There’s been a bit of a knee jerk reaction to Xhail from a very small number of composers, namely by those who might see it as a threat. In truth we have no wish to disrupt, but to enable. Where a production has the budget to commission a composer, then a composer should always be commissioned.

The fact is that outside of an elite group, most composers and musicians struggle to make ends meet. While some occasional months are fruitful, most are lean, it’s just the way it is. There are many very talented composers and musicians who perpetually knock on doors which remain tightly closed and these same composers have excellent works with libraries which often earn only pennies instead of pounds. The current tracking mechanism is also inefficient, resulting in millions of dollars of composers revenue falling between the cracks of PROs. The fact is, the model has changed and new media and emerging markets are making demands for content in ways not addressable by the old model.

Xhails solution is not a race to the bottom. Our model has been very carefully structured in order to drive healthy revenues back to composers and musicians. This is a priority for us.

Without great talent and high quality content, we don’t have a product, so it’s a no brainer to move as much revenue as possible towards the source of that content. We have pioneered a model that we believe works and where collaboration holds the key to success, and that sees everyone winning, although there are some potential enablers who have instead decided to put a ban on collaboration.

Xhails platform will allow our composers to privately track the usage of their stem content, thus allowing them to see how their content is performing. We will also collect relevant data to support royalty tracking.

Xhail is already creating exciting new market opportunities. We’re seeing markets emerge because of its very existence.
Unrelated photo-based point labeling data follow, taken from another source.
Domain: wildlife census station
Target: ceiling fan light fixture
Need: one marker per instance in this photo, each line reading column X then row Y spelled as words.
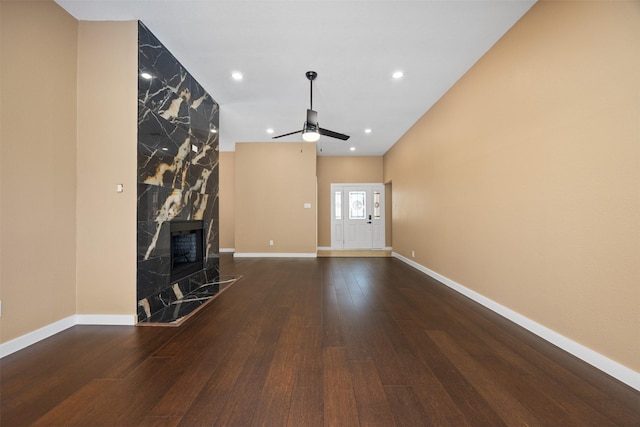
column 310, row 135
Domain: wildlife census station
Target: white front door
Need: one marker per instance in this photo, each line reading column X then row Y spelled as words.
column 357, row 216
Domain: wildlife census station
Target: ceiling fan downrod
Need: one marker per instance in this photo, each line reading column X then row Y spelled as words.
column 311, row 75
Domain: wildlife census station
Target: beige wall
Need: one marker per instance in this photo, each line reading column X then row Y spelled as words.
column 273, row 181
column 341, row 169
column 227, row 203
column 523, row 182
column 107, row 156
column 38, row 158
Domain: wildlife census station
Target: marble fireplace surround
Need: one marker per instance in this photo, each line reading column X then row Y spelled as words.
column 177, row 180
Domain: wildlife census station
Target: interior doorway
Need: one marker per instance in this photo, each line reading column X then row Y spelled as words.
column 357, row 216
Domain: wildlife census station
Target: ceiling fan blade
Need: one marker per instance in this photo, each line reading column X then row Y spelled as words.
column 287, row 134
column 333, row 134
column 312, row 118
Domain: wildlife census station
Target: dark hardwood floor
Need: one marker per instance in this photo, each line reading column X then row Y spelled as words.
column 311, row 342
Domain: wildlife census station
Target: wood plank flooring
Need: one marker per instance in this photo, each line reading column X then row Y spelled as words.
column 313, row 342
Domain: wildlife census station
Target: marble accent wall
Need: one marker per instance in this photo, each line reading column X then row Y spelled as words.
column 177, row 172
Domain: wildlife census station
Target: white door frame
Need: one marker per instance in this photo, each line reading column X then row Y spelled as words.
column 371, row 229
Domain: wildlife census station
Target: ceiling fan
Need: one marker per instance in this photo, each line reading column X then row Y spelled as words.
column 310, row 130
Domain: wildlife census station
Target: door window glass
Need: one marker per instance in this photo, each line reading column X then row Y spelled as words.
column 357, row 204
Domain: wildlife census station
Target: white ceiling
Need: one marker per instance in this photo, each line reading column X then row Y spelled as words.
column 354, row 46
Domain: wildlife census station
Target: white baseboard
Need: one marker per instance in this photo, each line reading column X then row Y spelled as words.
column 38, row 335
column 106, row 319
column 30, row 338
column 274, row 255
column 597, row 360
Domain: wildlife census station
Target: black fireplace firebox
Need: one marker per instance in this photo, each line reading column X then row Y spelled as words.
column 187, row 248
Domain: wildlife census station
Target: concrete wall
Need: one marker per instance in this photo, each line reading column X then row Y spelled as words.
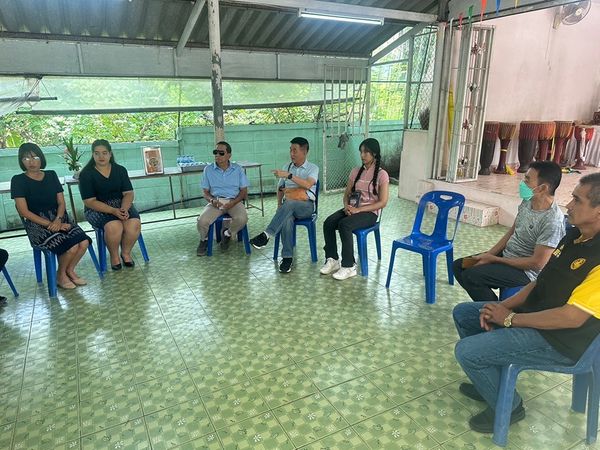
column 541, row 73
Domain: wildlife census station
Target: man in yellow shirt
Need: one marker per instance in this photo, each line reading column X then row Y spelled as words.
column 552, row 320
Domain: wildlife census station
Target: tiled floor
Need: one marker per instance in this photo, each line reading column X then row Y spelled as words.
column 225, row 352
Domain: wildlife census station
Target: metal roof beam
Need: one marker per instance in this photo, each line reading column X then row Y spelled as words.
column 398, row 42
column 343, row 8
column 189, row 26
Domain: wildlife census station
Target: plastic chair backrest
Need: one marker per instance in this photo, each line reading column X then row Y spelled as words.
column 317, row 197
column 445, row 201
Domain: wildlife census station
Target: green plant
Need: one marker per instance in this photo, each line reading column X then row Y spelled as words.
column 71, row 155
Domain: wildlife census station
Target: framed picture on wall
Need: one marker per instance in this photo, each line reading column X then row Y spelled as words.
column 152, row 160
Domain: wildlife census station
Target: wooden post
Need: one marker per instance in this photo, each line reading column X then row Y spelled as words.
column 214, row 38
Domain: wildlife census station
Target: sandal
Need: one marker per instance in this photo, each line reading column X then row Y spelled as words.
column 128, row 263
column 69, row 285
column 78, row 280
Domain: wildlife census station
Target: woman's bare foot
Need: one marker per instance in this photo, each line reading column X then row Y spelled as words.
column 65, row 282
column 76, row 279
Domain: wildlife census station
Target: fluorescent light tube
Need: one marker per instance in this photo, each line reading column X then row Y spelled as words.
column 339, row 17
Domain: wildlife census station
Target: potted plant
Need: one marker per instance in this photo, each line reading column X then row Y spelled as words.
column 72, row 155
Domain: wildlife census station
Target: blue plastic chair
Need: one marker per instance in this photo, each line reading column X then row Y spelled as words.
column 218, row 224
column 311, row 226
column 9, row 281
column 509, row 292
column 430, row 245
column 361, row 242
column 101, row 244
column 50, row 260
column 586, row 387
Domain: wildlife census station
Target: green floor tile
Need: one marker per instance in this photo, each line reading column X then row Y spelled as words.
column 55, row 429
column 6, row 434
column 439, row 414
column 261, row 432
column 343, row 440
column 234, row 404
column 329, row 370
column 105, row 379
column 167, row 391
column 358, row 399
column 394, row 429
column 309, row 419
column 8, row 406
column 131, row 435
column 217, row 374
column 284, row 386
column 110, row 409
column 48, row 396
column 178, row 424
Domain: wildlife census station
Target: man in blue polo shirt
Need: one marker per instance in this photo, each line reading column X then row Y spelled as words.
column 298, row 186
column 225, row 187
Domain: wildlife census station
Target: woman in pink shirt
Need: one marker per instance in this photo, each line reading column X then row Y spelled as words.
column 365, row 196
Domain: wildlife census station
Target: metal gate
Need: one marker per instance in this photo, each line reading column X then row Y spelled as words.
column 345, row 92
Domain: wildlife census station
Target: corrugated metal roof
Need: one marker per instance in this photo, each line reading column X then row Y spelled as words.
column 161, row 22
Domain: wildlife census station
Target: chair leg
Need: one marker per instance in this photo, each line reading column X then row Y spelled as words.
column 503, row 410
column 51, row 273
column 101, row 246
column 312, row 241
column 276, row 247
column 580, row 392
column 9, row 282
column 449, row 262
column 391, row 267
column 430, row 278
column 142, row 245
column 593, row 404
column 243, row 234
column 361, row 243
column 211, row 231
column 95, row 261
column 37, row 262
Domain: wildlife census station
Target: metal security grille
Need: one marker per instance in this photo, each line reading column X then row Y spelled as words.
column 471, row 94
column 344, row 90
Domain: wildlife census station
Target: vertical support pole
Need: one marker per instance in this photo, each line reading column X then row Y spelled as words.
column 214, row 38
column 367, row 101
column 407, row 94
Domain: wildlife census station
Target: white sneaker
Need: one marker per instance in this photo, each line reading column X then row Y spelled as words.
column 345, row 272
column 330, row 266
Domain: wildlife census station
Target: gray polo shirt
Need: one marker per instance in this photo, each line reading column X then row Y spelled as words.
column 533, row 228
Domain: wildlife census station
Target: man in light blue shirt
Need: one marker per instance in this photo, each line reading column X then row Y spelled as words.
column 298, row 187
column 225, row 187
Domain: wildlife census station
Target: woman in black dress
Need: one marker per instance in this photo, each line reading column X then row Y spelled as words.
column 39, row 199
column 107, row 194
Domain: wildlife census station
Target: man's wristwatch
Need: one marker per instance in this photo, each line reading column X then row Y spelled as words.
column 508, row 320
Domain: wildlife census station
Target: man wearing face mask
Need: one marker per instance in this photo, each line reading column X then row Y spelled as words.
column 519, row 256
column 225, row 186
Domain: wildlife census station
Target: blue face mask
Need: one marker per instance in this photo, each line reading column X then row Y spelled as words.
column 525, row 192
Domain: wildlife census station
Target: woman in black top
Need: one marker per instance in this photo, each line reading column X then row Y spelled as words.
column 39, row 199
column 3, row 259
column 107, row 194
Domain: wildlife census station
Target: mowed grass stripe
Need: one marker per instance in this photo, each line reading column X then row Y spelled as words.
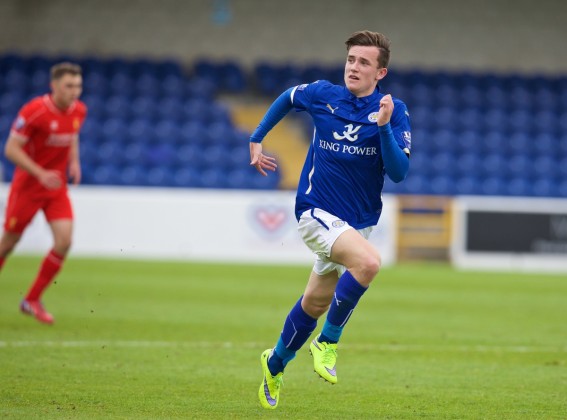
column 256, row 345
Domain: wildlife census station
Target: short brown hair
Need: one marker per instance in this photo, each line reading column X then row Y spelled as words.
column 61, row 69
column 372, row 39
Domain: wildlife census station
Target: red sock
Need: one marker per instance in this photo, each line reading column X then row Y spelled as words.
column 49, row 268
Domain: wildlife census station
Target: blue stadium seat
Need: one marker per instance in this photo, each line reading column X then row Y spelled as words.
column 115, row 130
column 194, row 132
column 519, row 166
column 140, row 130
column 160, row 176
column 107, row 174
column 116, row 106
column 160, row 154
column 519, row 187
column 544, row 187
column 494, row 142
column 493, row 185
column 167, row 131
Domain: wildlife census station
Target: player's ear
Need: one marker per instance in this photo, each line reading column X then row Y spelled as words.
column 381, row 73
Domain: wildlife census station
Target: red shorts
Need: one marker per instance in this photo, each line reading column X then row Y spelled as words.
column 23, row 205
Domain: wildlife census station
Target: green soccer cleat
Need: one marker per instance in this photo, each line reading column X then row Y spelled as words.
column 269, row 392
column 324, row 360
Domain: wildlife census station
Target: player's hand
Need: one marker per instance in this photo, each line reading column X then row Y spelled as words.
column 260, row 161
column 386, row 110
column 51, row 180
column 75, row 172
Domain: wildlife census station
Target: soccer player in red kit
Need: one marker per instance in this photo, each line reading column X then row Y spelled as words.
column 44, row 145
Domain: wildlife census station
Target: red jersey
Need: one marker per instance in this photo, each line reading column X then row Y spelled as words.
column 48, row 133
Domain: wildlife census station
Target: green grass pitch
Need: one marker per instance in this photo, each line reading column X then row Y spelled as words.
column 142, row 339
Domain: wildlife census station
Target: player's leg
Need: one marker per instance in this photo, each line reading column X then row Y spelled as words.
column 53, row 261
column 59, row 215
column 360, row 263
column 20, row 210
column 8, row 242
column 298, row 327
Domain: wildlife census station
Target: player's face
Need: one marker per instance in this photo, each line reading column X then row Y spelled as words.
column 67, row 89
column 362, row 71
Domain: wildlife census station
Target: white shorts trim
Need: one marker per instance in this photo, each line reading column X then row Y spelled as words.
column 319, row 231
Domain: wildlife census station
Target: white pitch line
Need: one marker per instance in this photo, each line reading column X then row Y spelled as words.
column 258, row 345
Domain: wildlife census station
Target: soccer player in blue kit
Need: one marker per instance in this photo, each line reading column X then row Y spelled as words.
column 360, row 135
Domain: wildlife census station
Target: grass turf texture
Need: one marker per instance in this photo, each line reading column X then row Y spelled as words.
column 139, row 339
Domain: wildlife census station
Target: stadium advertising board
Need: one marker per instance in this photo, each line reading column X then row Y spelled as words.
column 190, row 224
column 510, row 233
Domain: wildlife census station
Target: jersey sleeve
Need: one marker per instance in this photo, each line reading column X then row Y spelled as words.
column 303, row 96
column 24, row 124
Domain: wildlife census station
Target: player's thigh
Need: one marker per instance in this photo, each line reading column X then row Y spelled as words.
column 352, row 249
column 20, row 210
column 59, row 214
column 58, row 207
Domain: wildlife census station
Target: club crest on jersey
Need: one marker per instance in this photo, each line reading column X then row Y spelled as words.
column 407, row 138
column 270, row 221
column 349, row 134
column 338, row 223
column 373, row 117
column 20, row 123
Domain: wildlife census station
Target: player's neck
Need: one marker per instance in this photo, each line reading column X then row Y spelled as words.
column 61, row 105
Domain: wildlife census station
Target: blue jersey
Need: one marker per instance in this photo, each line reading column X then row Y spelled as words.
column 344, row 171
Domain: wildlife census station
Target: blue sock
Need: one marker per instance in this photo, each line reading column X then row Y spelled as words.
column 298, row 327
column 347, row 294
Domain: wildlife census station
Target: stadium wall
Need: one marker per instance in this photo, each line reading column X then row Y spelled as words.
column 185, row 224
column 496, row 35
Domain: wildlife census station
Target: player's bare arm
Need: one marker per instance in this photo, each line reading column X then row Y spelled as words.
column 16, row 154
column 386, row 110
column 75, row 162
column 260, row 161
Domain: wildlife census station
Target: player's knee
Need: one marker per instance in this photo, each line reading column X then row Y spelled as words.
column 315, row 308
column 369, row 268
column 62, row 246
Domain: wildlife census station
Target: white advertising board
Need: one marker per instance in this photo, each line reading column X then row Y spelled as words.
column 189, row 224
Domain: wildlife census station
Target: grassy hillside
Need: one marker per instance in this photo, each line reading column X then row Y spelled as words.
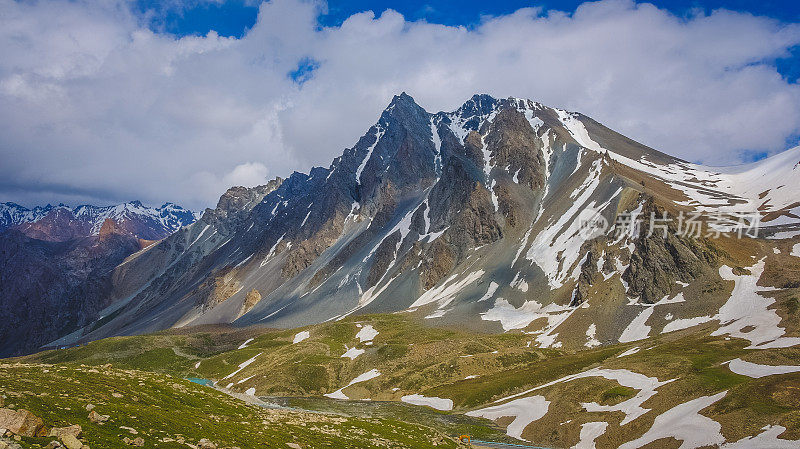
column 472, row 370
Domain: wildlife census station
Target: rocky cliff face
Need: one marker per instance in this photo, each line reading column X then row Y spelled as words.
column 471, row 217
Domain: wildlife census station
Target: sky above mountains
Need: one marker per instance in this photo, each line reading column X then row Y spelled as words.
column 107, row 101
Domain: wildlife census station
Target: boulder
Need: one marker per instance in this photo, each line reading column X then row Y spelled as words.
column 97, row 418
column 58, row 432
column 20, row 422
column 71, row 442
column 206, row 444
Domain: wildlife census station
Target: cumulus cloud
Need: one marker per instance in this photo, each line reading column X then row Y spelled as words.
column 96, row 107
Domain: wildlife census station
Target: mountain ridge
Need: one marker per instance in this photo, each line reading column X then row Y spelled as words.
column 393, row 223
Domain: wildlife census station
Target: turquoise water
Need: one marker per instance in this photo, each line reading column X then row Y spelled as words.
column 200, row 381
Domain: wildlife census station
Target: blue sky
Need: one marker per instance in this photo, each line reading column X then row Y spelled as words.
column 234, row 17
column 110, row 101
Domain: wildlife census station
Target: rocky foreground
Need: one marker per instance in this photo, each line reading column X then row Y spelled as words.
column 81, row 407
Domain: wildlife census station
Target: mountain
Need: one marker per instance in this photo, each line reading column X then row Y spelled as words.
column 56, row 264
column 475, row 218
column 507, row 270
column 61, row 223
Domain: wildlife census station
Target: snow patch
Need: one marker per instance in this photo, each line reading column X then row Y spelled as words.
column 490, row 291
column 756, row 370
column 631, row 351
column 591, row 337
column 352, row 353
column 300, row 336
column 766, row 439
column 367, row 333
column 684, row 423
column 524, row 411
column 447, row 291
column 369, row 375
column 242, row 366
column 590, row 432
column 433, row 402
column 746, row 308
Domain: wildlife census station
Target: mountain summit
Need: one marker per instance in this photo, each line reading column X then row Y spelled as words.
column 473, row 217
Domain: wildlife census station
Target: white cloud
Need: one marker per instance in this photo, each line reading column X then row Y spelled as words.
column 94, row 106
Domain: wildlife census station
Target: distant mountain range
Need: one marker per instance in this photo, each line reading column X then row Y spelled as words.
column 56, row 263
column 61, row 223
column 506, row 260
column 470, row 218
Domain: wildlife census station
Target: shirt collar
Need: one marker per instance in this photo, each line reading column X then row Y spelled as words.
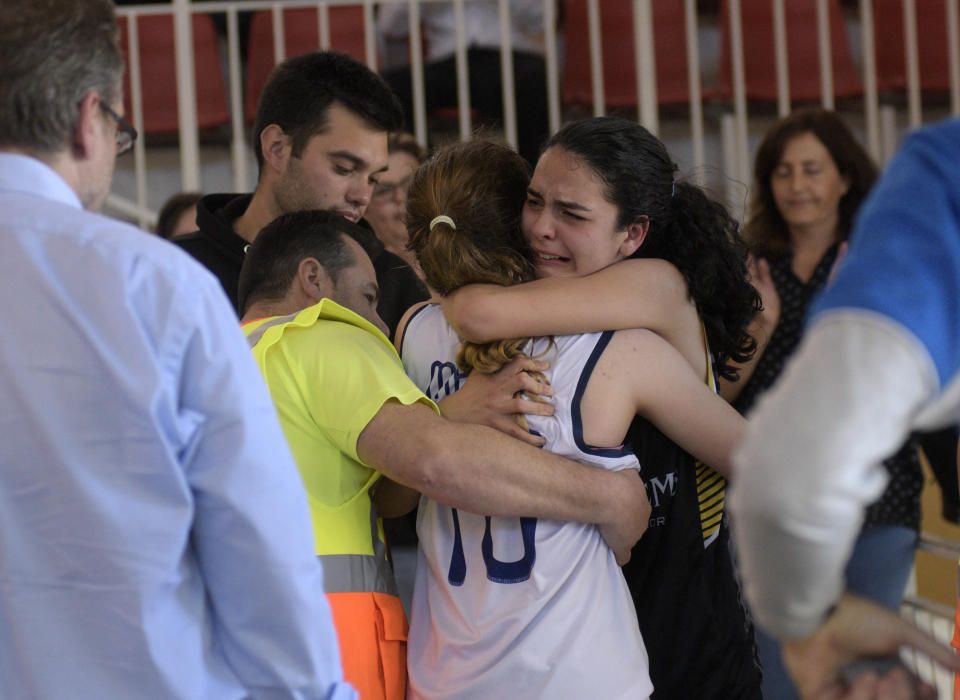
column 28, row 175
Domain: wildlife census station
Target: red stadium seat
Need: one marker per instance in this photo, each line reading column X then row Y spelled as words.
column 158, row 73
column 933, row 53
column 803, row 52
column 301, row 32
column 619, row 63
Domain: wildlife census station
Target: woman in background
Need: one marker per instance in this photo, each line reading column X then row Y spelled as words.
column 810, row 178
column 388, row 205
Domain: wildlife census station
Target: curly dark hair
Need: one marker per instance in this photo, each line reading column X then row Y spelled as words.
column 766, row 231
column 687, row 228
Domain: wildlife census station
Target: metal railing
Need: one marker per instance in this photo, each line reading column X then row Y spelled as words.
column 734, row 121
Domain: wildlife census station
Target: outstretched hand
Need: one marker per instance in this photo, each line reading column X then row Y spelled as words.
column 860, row 631
column 497, row 400
column 629, row 515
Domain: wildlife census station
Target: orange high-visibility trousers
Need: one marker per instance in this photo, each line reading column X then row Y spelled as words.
column 372, row 631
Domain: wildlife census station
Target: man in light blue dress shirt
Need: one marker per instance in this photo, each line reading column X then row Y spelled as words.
column 154, row 534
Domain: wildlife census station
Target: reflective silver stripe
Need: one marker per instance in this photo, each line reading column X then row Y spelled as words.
column 255, row 336
column 357, row 573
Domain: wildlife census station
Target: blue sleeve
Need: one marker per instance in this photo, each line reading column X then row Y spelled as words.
column 904, row 260
column 252, row 532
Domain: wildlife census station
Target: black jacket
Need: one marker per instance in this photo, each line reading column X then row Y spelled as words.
column 218, row 247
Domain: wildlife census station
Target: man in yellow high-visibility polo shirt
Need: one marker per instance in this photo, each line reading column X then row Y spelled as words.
column 308, row 293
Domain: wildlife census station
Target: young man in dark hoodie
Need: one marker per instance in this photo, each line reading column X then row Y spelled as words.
column 320, row 138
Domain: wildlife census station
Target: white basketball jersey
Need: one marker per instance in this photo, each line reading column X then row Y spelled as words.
column 519, row 607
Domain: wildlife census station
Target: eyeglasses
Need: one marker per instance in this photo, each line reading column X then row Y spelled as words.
column 126, row 134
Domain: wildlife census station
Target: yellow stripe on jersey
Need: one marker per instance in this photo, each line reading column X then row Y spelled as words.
column 711, row 486
column 711, row 496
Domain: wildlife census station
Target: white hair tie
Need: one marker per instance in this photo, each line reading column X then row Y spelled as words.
column 443, row 219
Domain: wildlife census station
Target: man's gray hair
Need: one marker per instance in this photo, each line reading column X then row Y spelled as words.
column 52, row 53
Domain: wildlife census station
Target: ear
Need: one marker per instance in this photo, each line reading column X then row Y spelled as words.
column 312, row 281
column 88, row 127
column 276, row 148
column 636, row 234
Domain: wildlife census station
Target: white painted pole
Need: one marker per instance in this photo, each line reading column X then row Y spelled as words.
column 370, row 35
column 464, row 108
column 553, row 71
column 416, row 72
column 911, row 51
column 596, row 57
column 645, row 58
column 136, row 102
column 693, row 80
column 953, row 51
column 238, row 146
column 323, row 26
column 871, row 100
column 506, row 75
column 739, row 91
column 826, row 54
column 186, row 96
column 279, row 41
column 782, row 60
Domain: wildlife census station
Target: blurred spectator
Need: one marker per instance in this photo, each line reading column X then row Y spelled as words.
column 482, row 28
column 387, row 210
column 178, row 215
column 880, row 358
column 811, row 176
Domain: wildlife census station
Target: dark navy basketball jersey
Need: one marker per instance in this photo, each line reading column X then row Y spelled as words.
column 682, row 579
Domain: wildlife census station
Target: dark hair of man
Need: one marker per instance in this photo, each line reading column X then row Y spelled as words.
column 272, row 260
column 687, row 228
column 301, row 90
column 765, row 230
column 52, row 53
column 172, row 209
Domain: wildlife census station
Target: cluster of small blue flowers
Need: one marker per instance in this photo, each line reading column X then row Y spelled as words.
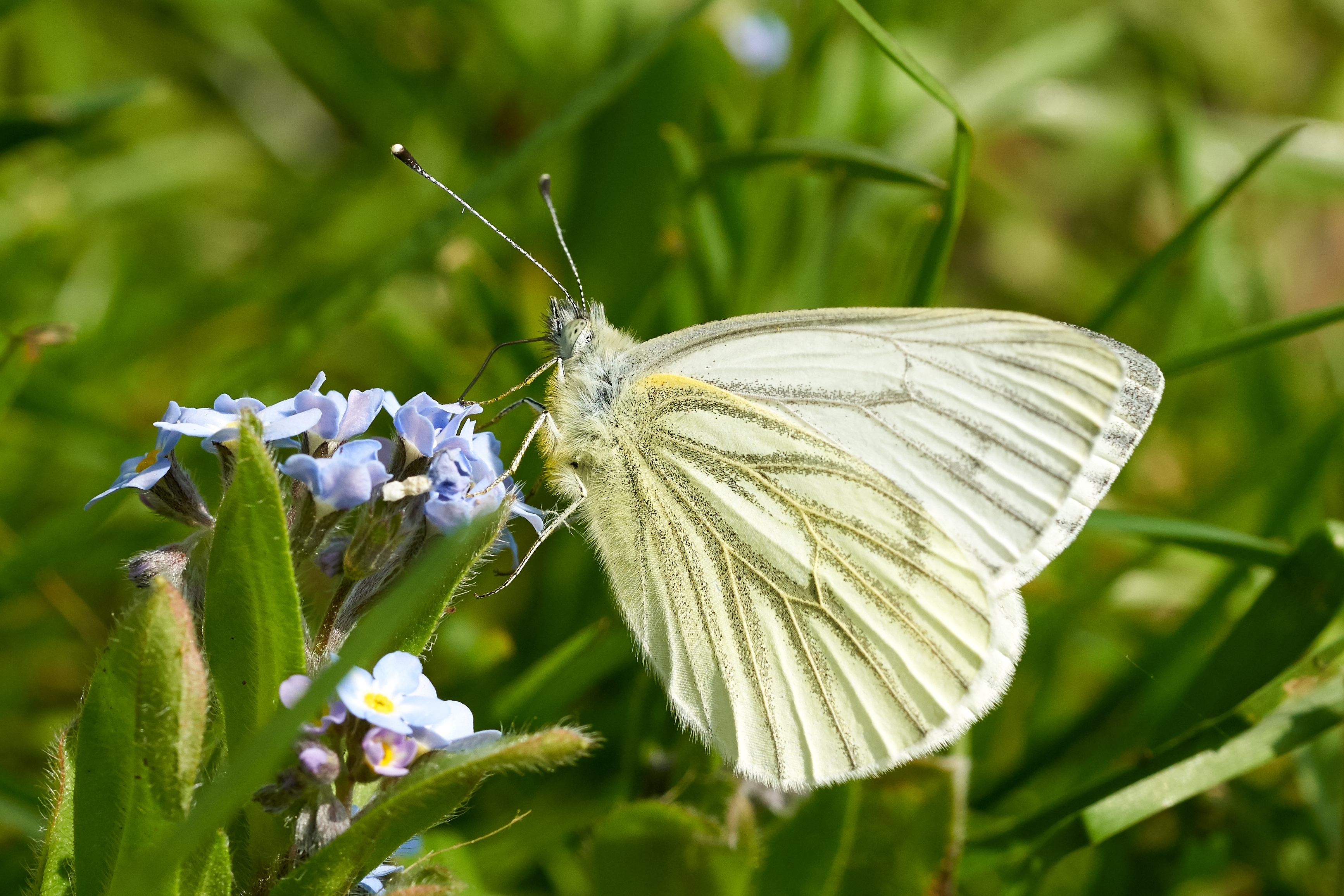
column 357, row 502
column 377, row 725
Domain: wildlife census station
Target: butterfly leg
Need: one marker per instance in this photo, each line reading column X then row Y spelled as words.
column 518, row 459
column 530, row 379
column 557, row 523
column 530, row 402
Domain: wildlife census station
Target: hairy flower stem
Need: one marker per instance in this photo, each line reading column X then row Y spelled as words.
column 324, row 635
Since our reveal at A3E we have been inundated with not hundreds but thousands of client requests, many from markets we never considered would exist. These are new revenue streams for composers and musicians which couldn’t be realised or accessed prior to the Xhail platform.

How can a composer/session musician work with you in the future and how could you share more information about the licensing of their music?

If you are a composer or single/multi instrument session musician inspired by Xhail, we’d love to hear from you. We offer content providers a 50/50 split on front end sync and back end royalties. You retain 100% writers share and SMI retain 100% publishing. We have developed other technologies to assist composer content growth, thus driving maximum revenue to content providers.

Each provider will have a private login page where they can easily track their content usage, along with other additional report updates from SMI.

Thank you for taking time to do our interview. Do you have any tips, hints or motivational speeches for the readers.

I think it’s really important to remember that any technology, software or otherwise is useless, until wielded about in the hands of creative users. We see it all the time in this space. We can’t wait to see and hear what our creative users will do with Xhail. It’s an exciting time.